Upon launching the application, if the broken MSCOMCTL.ocx installation is detected, the same .Net utility that was run in the installer package is run again. This is for situations where an update was performed, instead of the full installation.
I remoted into the user’s computers so I didn’t physically see them and time was of the essence so I wasn’t able to check the specs. There were two computers with the problem and the customer said that they were identical computers. They both ran Windows 7. I saw that one of them was an HP but I don’t know the model. As stated earlier, the application that I’m working on is a Microsoft Access 2003 runtime application. It’s possible that a newer version of MS Office was also installed but this shouldn’t be an issue. Many other computers running this application have another version of MS Office installed and have no issues.
Other machines for other customers are working without issue. This particular customer is an administrator. I don’t know what the state the computer was in when she ran the installer but I found that the correct version of the ocx file existed but it was improperly registered. Upon trying to fix the registry, both manually and by using the .Net utility to fix it, the UAC prompt for an administrator popped up (the prompt didn’t ask for a user name/password because it detected that the user was an administrator). Clicking OK to continue made it appear like everything was running correctly but the end result was that the user didn’t have elevated privileges so the issue was not resolved. Manually attempting to do the same thing didn’t work. Logged in as my customer, I was unable to rename MSCOMCTL.ocx.
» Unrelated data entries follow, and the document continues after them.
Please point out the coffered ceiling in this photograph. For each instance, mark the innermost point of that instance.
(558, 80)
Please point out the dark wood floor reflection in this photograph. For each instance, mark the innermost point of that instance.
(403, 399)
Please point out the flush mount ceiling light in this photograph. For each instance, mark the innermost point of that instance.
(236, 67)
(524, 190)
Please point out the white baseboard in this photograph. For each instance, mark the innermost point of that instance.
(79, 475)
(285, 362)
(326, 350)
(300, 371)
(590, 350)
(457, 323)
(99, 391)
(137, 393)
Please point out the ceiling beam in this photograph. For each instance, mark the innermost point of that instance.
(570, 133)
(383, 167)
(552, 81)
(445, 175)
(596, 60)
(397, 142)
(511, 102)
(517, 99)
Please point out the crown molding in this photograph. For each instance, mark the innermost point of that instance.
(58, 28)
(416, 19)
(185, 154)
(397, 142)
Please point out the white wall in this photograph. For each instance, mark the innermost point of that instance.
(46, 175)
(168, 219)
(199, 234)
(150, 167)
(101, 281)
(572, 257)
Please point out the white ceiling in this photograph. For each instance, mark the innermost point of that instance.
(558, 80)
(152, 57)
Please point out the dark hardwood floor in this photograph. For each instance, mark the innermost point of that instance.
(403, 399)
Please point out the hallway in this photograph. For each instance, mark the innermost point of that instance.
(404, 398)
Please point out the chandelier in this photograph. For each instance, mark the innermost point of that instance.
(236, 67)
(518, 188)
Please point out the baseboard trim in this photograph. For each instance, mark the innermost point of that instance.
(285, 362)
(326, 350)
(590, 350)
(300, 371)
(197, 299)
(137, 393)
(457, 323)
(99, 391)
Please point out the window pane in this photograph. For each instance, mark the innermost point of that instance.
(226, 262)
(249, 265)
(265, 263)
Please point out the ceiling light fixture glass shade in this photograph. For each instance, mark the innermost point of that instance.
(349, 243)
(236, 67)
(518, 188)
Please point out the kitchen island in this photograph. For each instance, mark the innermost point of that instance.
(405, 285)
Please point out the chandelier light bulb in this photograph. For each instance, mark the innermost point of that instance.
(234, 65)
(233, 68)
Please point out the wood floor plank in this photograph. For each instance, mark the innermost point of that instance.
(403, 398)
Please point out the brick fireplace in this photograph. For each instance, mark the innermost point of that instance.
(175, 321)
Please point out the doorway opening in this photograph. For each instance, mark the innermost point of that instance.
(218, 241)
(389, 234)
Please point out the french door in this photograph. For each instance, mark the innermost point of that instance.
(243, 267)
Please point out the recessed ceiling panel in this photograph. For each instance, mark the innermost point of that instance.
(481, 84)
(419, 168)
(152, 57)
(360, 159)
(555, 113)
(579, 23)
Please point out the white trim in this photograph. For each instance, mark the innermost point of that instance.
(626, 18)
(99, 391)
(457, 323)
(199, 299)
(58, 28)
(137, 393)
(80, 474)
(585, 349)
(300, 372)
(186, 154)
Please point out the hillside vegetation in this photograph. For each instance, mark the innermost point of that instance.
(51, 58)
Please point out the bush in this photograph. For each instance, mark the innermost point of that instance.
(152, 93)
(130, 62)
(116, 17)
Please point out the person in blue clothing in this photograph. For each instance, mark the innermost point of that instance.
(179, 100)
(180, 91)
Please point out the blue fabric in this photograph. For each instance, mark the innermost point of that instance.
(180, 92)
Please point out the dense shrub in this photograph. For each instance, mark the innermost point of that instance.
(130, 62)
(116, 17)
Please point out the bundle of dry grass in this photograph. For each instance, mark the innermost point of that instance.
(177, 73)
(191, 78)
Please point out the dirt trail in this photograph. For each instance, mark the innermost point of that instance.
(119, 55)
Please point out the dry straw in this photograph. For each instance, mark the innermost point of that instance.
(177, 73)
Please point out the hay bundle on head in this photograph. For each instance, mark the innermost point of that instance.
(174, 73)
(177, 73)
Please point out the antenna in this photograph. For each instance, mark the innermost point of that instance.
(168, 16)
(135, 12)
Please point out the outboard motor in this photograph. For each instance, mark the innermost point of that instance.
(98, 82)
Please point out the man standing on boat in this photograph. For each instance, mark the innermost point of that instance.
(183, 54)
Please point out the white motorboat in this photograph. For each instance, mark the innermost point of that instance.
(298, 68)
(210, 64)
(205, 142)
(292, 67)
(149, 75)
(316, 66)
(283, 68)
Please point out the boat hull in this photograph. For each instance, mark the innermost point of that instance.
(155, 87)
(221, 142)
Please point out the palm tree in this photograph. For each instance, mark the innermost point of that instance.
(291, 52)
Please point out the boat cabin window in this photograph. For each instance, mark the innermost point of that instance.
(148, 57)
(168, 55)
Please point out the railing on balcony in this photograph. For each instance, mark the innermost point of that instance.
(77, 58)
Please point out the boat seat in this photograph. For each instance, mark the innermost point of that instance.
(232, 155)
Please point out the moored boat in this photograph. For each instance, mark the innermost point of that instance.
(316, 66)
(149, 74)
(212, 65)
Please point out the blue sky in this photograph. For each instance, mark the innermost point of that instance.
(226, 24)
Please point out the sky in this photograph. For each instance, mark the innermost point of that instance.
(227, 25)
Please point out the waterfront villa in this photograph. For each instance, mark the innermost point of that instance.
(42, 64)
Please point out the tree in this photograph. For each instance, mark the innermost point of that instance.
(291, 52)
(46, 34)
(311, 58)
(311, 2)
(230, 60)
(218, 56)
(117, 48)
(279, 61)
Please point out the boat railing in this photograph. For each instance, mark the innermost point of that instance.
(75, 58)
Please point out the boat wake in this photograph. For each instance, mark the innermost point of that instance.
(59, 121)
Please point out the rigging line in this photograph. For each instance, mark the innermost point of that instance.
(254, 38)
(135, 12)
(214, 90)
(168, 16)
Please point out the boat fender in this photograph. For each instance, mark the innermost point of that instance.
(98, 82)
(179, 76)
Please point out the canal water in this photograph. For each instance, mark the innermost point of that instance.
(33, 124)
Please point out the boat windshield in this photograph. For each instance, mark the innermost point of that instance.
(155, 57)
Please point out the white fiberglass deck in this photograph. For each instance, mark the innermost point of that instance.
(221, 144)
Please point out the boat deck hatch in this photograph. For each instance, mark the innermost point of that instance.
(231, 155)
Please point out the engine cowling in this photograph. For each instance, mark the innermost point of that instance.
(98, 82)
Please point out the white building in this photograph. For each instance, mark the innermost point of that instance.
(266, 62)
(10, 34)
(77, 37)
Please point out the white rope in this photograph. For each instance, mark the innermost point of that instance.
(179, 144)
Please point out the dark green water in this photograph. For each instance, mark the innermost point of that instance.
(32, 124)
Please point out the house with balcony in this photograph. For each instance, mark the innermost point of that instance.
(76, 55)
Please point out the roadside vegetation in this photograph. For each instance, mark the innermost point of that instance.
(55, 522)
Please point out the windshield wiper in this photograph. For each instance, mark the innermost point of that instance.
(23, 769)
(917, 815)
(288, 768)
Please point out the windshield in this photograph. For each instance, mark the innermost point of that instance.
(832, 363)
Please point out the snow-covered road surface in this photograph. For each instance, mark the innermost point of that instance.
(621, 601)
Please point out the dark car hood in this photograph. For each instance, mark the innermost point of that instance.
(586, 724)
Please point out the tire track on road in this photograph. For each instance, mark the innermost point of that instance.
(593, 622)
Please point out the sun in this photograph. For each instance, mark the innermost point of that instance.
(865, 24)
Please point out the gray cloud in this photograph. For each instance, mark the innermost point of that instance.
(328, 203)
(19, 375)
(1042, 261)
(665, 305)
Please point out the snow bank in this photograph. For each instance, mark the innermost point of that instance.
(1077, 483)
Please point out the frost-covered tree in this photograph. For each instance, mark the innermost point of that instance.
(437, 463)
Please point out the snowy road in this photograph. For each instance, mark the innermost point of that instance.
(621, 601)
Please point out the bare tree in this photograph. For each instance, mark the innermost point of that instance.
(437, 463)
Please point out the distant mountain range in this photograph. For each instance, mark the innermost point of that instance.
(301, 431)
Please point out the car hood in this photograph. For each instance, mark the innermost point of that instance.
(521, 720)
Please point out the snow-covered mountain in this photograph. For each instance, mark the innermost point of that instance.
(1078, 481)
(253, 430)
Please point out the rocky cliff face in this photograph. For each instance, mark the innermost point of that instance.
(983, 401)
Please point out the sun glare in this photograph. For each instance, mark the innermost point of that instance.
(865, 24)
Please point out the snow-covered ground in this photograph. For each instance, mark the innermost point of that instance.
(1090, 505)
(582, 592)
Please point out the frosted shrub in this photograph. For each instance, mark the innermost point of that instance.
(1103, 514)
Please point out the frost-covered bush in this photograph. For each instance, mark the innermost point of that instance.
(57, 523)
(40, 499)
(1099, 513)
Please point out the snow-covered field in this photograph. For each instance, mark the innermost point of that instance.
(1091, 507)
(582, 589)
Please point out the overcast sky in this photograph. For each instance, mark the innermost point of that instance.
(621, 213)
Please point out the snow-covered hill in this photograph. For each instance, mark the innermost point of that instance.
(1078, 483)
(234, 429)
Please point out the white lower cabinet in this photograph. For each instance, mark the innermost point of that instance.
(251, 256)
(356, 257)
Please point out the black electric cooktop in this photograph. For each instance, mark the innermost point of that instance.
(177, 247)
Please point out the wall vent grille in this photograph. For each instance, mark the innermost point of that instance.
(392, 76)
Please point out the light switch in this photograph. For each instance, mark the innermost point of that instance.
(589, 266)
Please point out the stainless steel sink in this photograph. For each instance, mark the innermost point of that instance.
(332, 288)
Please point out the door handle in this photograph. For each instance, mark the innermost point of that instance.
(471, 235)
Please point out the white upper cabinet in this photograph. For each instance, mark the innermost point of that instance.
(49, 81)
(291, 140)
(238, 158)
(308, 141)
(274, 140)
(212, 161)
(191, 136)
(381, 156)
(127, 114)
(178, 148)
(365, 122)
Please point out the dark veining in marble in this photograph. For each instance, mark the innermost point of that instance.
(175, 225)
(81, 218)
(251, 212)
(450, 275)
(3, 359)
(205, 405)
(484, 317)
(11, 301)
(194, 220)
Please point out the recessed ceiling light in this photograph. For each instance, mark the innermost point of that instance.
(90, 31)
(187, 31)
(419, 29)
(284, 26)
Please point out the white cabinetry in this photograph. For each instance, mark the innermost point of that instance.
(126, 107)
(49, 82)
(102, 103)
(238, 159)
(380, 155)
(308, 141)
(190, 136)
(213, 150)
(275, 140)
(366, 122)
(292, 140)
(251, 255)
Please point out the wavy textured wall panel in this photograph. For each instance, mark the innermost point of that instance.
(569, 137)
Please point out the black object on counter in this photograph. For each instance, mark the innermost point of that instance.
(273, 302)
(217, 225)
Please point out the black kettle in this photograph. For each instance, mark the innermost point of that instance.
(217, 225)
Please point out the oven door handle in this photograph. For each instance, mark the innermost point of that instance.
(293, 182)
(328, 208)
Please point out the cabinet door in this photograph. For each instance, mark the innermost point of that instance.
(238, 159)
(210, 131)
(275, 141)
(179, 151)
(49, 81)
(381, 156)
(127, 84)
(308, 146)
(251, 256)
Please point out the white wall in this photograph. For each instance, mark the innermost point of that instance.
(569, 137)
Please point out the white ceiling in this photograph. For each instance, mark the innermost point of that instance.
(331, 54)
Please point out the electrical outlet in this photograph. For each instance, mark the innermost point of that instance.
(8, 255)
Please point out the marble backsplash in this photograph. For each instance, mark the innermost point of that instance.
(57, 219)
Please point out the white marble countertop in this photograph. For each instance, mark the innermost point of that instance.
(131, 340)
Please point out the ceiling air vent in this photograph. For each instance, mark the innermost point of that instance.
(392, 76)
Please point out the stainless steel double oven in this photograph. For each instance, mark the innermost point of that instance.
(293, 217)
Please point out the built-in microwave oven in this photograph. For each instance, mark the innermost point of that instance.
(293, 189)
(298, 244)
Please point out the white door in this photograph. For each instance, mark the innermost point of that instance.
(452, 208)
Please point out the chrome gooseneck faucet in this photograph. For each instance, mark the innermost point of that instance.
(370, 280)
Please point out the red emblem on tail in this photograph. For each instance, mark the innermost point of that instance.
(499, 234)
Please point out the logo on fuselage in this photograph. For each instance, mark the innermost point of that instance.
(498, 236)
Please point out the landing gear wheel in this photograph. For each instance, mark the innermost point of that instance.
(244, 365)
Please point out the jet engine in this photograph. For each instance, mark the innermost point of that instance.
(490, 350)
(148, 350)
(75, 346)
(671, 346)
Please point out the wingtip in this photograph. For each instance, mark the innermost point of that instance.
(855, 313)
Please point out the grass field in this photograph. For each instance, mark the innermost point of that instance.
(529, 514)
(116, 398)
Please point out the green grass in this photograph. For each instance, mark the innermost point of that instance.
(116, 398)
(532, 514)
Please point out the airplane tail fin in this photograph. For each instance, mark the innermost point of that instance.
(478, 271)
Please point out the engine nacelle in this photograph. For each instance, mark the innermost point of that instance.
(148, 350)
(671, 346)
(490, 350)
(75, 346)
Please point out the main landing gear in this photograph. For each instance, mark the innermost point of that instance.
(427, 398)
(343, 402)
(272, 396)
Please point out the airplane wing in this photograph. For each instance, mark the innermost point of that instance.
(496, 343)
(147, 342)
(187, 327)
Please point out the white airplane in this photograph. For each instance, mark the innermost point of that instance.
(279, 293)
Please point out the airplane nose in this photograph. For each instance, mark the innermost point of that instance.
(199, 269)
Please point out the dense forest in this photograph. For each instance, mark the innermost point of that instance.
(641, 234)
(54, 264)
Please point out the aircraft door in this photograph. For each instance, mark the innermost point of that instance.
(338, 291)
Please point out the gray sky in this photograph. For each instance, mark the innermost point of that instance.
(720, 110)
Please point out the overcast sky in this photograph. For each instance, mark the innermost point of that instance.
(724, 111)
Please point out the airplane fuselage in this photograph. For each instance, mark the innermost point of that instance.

The way I worked around this was to turn UAC off. Upon doing so, it was just a matter of running the .Net utility that fixes the errant registry keys. After doing that, I enabled UAC again and everything proceeded to work, like it should.
Has anyone ever seen a situation where an administrative user would receive the correct UAC prompt for an administrative user, no Windows errors are generated (I need to add some additional error handling to my utility) but UAC is not allowing the administrative user to perform administrative tasks, such as renaming files and running regsvr32.exe? Do you know if there is a fix for this situation?